Like several of the best “war stories” attributed to Red Wings legend Gordie Howe, this is one that was known only to Gordie for a time. That was because #9 was not only explosive and powerful and dazzling as a hockey player … he could also be sneaky, and surreptitious and — in this case — almost kind of “private” in his on-ice performances.
He was also hockey’s leading practicioner of justice, abiding by his longtime slogan that it was “better to give than receive” on the ice.
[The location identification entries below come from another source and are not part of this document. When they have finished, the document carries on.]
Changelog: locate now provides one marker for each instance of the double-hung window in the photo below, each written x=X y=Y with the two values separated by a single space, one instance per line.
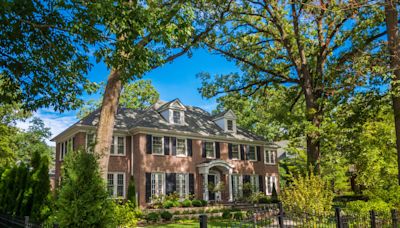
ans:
x=254 y=183
x=117 y=145
x=237 y=186
x=210 y=152
x=182 y=186
x=176 y=116
x=157 y=146
x=89 y=142
x=157 y=184
x=270 y=157
x=181 y=147
x=116 y=184
x=235 y=151
x=270 y=181
x=229 y=124
x=252 y=153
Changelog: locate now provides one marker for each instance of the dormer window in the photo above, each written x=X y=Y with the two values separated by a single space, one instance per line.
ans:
x=177 y=117
x=230 y=125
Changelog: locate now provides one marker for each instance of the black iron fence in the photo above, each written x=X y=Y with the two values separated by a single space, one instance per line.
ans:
x=275 y=216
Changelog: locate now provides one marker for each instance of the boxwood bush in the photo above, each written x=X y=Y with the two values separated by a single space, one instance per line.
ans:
x=166 y=215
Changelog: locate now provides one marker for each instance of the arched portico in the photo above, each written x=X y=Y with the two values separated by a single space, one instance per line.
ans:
x=225 y=167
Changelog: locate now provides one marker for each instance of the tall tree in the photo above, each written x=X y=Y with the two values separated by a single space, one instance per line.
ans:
x=147 y=35
x=137 y=95
x=44 y=53
x=392 y=15
x=318 y=48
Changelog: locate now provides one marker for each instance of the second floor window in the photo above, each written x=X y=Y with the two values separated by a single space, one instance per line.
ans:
x=270 y=157
x=230 y=125
x=180 y=147
x=252 y=153
x=210 y=153
x=177 y=117
x=117 y=145
x=235 y=151
x=158 y=145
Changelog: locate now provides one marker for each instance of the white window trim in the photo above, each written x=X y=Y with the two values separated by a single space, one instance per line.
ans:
x=116 y=146
x=255 y=152
x=162 y=145
x=266 y=183
x=186 y=193
x=115 y=187
x=171 y=116
x=239 y=156
x=186 y=149
x=163 y=190
x=213 y=143
x=267 y=154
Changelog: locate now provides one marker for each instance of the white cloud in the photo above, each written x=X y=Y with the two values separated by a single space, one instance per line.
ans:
x=55 y=121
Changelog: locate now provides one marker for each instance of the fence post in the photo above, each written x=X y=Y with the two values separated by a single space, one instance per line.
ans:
x=280 y=216
x=394 y=218
x=26 y=221
x=203 y=221
x=373 y=217
x=339 y=223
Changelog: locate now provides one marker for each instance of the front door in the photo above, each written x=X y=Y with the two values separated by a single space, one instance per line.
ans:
x=211 y=182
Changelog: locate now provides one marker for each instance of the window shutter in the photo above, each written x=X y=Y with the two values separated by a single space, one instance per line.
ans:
x=242 y=152
x=173 y=139
x=170 y=183
x=191 y=183
x=230 y=150
x=217 y=150
x=166 y=145
x=203 y=154
x=261 y=183
x=148 y=144
x=189 y=146
x=246 y=179
x=148 y=187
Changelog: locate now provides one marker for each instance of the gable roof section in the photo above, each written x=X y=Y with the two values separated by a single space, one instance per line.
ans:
x=197 y=121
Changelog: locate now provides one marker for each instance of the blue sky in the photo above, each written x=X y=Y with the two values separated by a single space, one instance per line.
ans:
x=174 y=80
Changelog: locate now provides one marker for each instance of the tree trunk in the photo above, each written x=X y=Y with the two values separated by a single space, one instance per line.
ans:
x=313 y=145
x=393 y=46
x=105 y=126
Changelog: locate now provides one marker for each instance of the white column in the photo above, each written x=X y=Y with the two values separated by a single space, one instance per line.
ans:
x=230 y=186
x=205 y=186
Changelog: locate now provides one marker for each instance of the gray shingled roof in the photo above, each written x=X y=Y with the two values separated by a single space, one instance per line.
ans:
x=197 y=121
This story centers around one of the best players in the NHL in the 1960s, Chicago’s Stan Mikita. The thin and quick centerman was not only very good, especially in the clutch, he was an annoying bastard in every phase of the game. To make things worse, he played the game with a wiseass smirk on his face. It was probably no accident that he was schooled in his aggressive and pesky style by Robert Blake Theodore “Ted” Lindsay, the former Red Wings captain and onetime linemate of Howe, who had been traded to then-lowly Chicago in 1957 by Detroit boss Jack Adams to teach him — indeed all players around the league — that lipping off to management AND pushing for a players’ union would bring quick and awful retribution. (Adams was a bona fide jerk, but that’s another column.)
Mikita, possibly pushed by Lindsay — his teammate from ’58 to ’60 — had the nerve as a youngster to not only mouth off to the toughest man in the game … but to pester him physically. The young Czech emigre’ went beyond the bounds of agitation — and good sense — when he high-sticked Howe in a Detroit–Chicago bout in the early ’60s, drawing blood from hockey’s king. THAT … you just could not do. In fact, nobody did, season after season. It just wasn’t done. Here’s why:
This may have occurred anywhere from 1960 to ’62 … the exact date doesn’t matter. Suffice to say that it had been months since the high-sticking incident; in fact, so long that Mikita was even taunting Howe on the ice, ridiculing his tough-guy reputation and pointing out how he had cut Gordie and got away with it.
The game was at Olympia. Play was deep in the Detroit end. Gordie and Mikita had tangled behind the Wings’ net, before Howe got the puck up-ice to linemate Alex Delvecchio, who began a frenzied Detroit attack into the Chicao end. Still attached to each other, Howe and Mikita finally pulled apart as they slowly made their way to the Wings blue line, badly trailing the play — which was now zooming around the Chicago net. All eyes were on the puck flying around at the other end … including Howe’s, and Mikita’s, the fans’, and — Gordie noted –the referee’s. Number Nine, who had waited patiently for months, seized his opportunity. Slowly putting one glove under his opposite arm, and carefully withdrawing his hand … he cocked his bulging fist, pulling it back about six inches … then proceeded to land a lightning bolt –a quick but exceedingly powerful punch to the prominent and scrawny Adam’s Apple of Mr. Mikita, who was skating at his side.
Boom.
Down went Stanley.
When play was finally whistled dead in the Chicago end, all eyes returned back up ice to behold the Blackhawk’s young #21 trying — of all strange things — to crawl on his hands and knees towards the Chicago bench. He was having a bad time getting there. In fact, he was barely progressing at all. Crawling? There’s no crawling in hockey. Further in the distance, the nonchalant #9 of the Red Wings was casually heading to the Red Wings bench when he too looked back, and saw poor Stanley in his predicament. Howe joined officials and Mikita’s teammates, skating over to investigate his collapse.
Mikita seemed in shock. Trying to rise, and falling again … he was unable to tell his teammates what had happened to him. He had been skating easily along, and the lights just went out. His legs were wobbly, and his voice didn’t work. The players slowly slid him, bent over, towards the Chicago bench. Ever the good Samaritan, old Gord offered what little consolation he could muster.
“Hey Stan,” Howe said to the bedazzled Blackhawk, who peered back at him with mismatched eyes … “did you get the number of that truck that hit you?”